Milano, 30 ott. (askanews) – Questa mattina, presso il Centro Studi Americani a Roma, è stata annunciata la prossima costituzione dell’Alleanza internazionale COTA12 – Cardiovascular & Obesity Tackling Alliance, guidata dall’American Chamber of Commerce in Italy (AmCham Italy), che riunirà 12 Paesi – l’Italia e 11 dell’Europa centro-orientale – con l’obiettivo di promuovere la cooperazione internazionale e il dialogo interistituzionale, con uno sguardo rivolto a un futuro transatlantico, per sviluppare strategie comuni e innovazione nel modello di cura e nella lotta all’obesità, a partire dal modello promosso dall’Italia. L’Alleanza riunirà delegazioni di istituzioni, pazienti, comunità scientifica e media per tracciare un’agenda 2030 di obiettivi condivisi.
L’annuncio è stato fatto durante l’evento “La Legge sull’obesità: il modello italiano best case nel mondo”, promosso da AmCham Italy in collaborazione con il Centro Studi Americani, con il supporto non condizionato di Lilly. L’incontro ha riunito rappresentanti del Parlamento, del Governo, del mondo scientifico, industriale e dell’associazionismo dei pazienti per discutere delle recenti innovazioni legislative italiane nella lotta all’obesità, che rappresentano un vero e proprio esempio per la comunità internazionale.
Dopo i saluti istituzionali di Roberto Sgalla, Direttore del Centro Studi Americani, e di Simone Crolla, Consigliere Delegato di AmCham Italy, che ha annunciato la costituzione di COTA12, hanno preso la parola rappresentanti del Parlamento, della comunità scientifica, dei pazienti e del Governo. Ad aprire i lavori è stato l’On. Ugo Cappellacci, Deputato e Presidente della XII Commissione della Camera dei deputati, che ha evidenziato l’impegno e l’attenzione crescente del Parlamento verso una sfida di salute pubblica come l’obesità, che non si arresta al traguardo dell’approvazione della legge, ma volge uno sguardo di responsabilità al futuro della salute di milioni di pazienti.

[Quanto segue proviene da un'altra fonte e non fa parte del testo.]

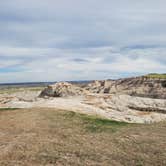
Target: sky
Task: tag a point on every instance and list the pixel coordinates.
(52, 40)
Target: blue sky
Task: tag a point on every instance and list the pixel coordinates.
(79, 40)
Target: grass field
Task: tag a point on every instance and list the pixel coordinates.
(56, 137)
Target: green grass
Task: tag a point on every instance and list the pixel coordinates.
(8, 109)
(155, 75)
(95, 124)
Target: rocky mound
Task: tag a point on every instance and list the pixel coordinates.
(62, 89)
(138, 86)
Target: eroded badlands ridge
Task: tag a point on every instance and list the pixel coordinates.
(135, 100)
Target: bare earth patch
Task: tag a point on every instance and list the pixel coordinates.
(45, 136)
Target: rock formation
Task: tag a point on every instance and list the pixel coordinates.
(62, 89)
(136, 86)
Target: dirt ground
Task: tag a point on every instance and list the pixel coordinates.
(36, 137)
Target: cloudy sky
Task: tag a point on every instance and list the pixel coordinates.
(56, 40)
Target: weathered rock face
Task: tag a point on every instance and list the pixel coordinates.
(138, 86)
(62, 89)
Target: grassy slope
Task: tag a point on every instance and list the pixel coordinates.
(14, 90)
(49, 136)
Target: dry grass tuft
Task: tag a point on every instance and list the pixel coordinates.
(55, 137)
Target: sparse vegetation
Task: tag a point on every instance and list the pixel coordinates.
(96, 124)
(56, 137)
(8, 109)
(10, 90)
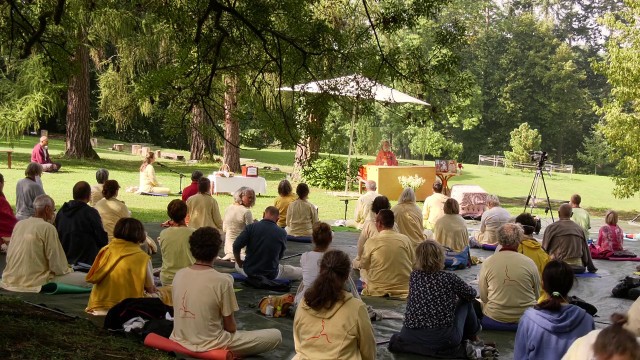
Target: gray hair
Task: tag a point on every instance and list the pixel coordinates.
(33, 170)
(492, 200)
(510, 234)
(370, 185)
(42, 201)
(237, 196)
(102, 175)
(407, 196)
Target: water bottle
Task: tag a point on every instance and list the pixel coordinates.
(269, 310)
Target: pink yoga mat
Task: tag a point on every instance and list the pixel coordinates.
(623, 259)
(162, 343)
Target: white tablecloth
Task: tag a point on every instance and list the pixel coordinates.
(230, 185)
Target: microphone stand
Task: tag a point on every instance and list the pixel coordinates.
(175, 172)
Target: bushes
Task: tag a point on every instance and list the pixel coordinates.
(330, 173)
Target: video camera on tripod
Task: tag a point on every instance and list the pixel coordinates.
(539, 157)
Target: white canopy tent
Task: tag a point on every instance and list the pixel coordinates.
(359, 87)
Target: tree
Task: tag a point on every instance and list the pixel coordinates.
(620, 112)
(524, 139)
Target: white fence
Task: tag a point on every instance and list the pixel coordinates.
(500, 161)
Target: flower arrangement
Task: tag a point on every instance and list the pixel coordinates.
(414, 182)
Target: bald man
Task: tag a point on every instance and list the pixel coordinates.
(40, 155)
(564, 240)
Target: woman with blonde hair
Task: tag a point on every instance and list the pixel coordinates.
(450, 229)
(284, 199)
(148, 181)
(330, 323)
(439, 312)
(409, 217)
(610, 236)
(237, 217)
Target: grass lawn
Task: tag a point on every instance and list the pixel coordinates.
(511, 185)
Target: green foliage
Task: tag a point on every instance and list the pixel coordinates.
(26, 95)
(596, 151)
(524, 139)
(428, 141)
(330, 172)
(621, 111)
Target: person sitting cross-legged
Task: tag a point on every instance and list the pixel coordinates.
(174, 242)
(203, 208)
(330, 323)
(80, 227)
(111, 209)
(301, 214)
(440, 313)
(27, 190)
(35, 256)
(121, 270)
(564, 240)
(204, 303)
(388, 258)
(548, 329)
(265, 244)
(508, 281)
(102, 175)
(451, 230)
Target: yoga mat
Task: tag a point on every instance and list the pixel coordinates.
(162, 343)
(302, 239)
(153, 194)
(240, 277)
(60, 288)
(224, 263)
(623, 259)
(589, 275)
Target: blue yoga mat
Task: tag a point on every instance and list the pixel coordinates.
(240, 277)
(589, 275)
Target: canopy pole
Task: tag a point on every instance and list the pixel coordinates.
(354, 115)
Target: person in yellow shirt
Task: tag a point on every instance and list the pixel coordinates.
(433, 208)
(148, 181)
(301, 215)
(388, 258)
(203, 208)
(174, 242)
(121, 269)
(330, 323)
(409, 217)
(284, 199)
(35, 255)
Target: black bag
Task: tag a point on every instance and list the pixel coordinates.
(263, 283)
(127, 309)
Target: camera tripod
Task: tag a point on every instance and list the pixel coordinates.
(533, 192)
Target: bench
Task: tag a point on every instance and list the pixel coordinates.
(9, 153)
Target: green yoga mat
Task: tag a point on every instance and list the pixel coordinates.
(60, 288)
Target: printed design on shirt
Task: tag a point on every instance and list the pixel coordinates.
(507, 279)
(322, 333)
(184, 311)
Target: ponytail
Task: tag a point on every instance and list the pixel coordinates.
(326, 290)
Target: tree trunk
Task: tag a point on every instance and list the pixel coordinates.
(78, 109)
(197, 139)
(231, 152)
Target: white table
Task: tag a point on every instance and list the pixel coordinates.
(230, 185)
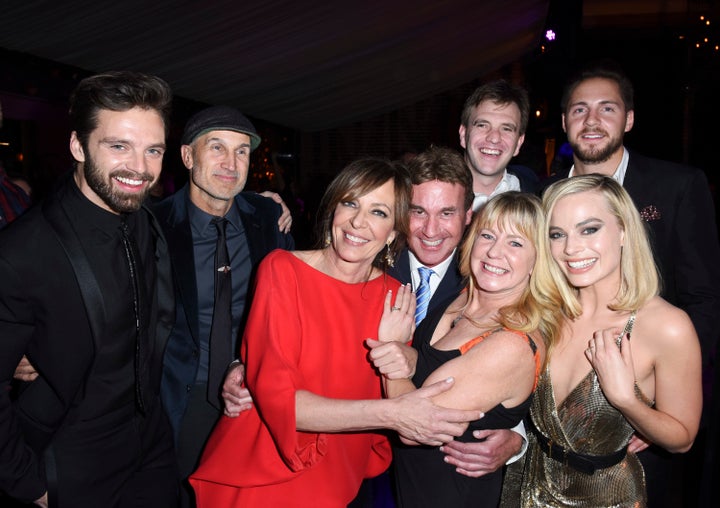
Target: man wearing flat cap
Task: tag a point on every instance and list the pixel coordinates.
(217, 235)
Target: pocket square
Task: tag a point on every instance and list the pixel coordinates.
(650, 213)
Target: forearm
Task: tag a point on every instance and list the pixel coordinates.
(315, 413)
(660, 427)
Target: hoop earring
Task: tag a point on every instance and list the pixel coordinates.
(389, 258)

A seguire, si è tenuto un primo panel istituzionale durante il quale sono stati tracciati i capisaldi introdotti dalla legge e dal Piano Nazionale della Cronicità, e si è discusso anche della sfida dell’implementazione a livello regionale e dei prossimi passi per completare il quadro di tutele, necessari per rendere l’Italia il Paese che oggi, ma anche domani, può farsi baluardo di un nuovo paradigma internazionale per la lotta all’obesità.
Durante l’evento è intervenuto il Sottosegretario al Ministero della Salute, Marcello Gemmato, che ha evidenziato l’impegno del Governo su una sfida di salute pubblica come l’obesità, testimoniato dalla collaborazione con il Parlamento per l’approvazione della legge e l’istituzione del Fondo. Ha inoltre condiviso l’auspicio di poter essere, ancora una volta, un esempio di buona sanità nel mondo e sottolineato l’urgenza di proseguire nell’impegno del Governo per definire un modello di accesso innovativo ed equo alle cure per i pazienti obesi. In conclusione, particolare attenzione è stata dedicata alla necessità di integrare l’attuazione della legge nei Livelli Essenziali di Assistenza (LEA) e nel Piano Nazionale della Cronicità, rafforzando la rete tra medicina del territorio, centri specialistici e società scientifiche.
La legge italiana sull’obesità la riconosce ufficialmente come malattia cronica, progressiva e recidivante, inserendo tra gli obiettivi nazionali il rafforzamento della prevenzione, della diagnosi e della cura in modo integrato e sistemico. La normativa prevede l’istituzione, presso il Ministero della Salute, di un Osservatorio di monitoraggio, l’accesso dei pazienti alle prestazioni già contenute nei LEA e definisce gli obiettivi del Fondo Obesità, sui quali le Regioni saranno chiamate a sviluppare interventi specifici nei campi della prevenzione, della sensibilizzazione, della lotta allo stigma e della formazione degli operatori sanitari.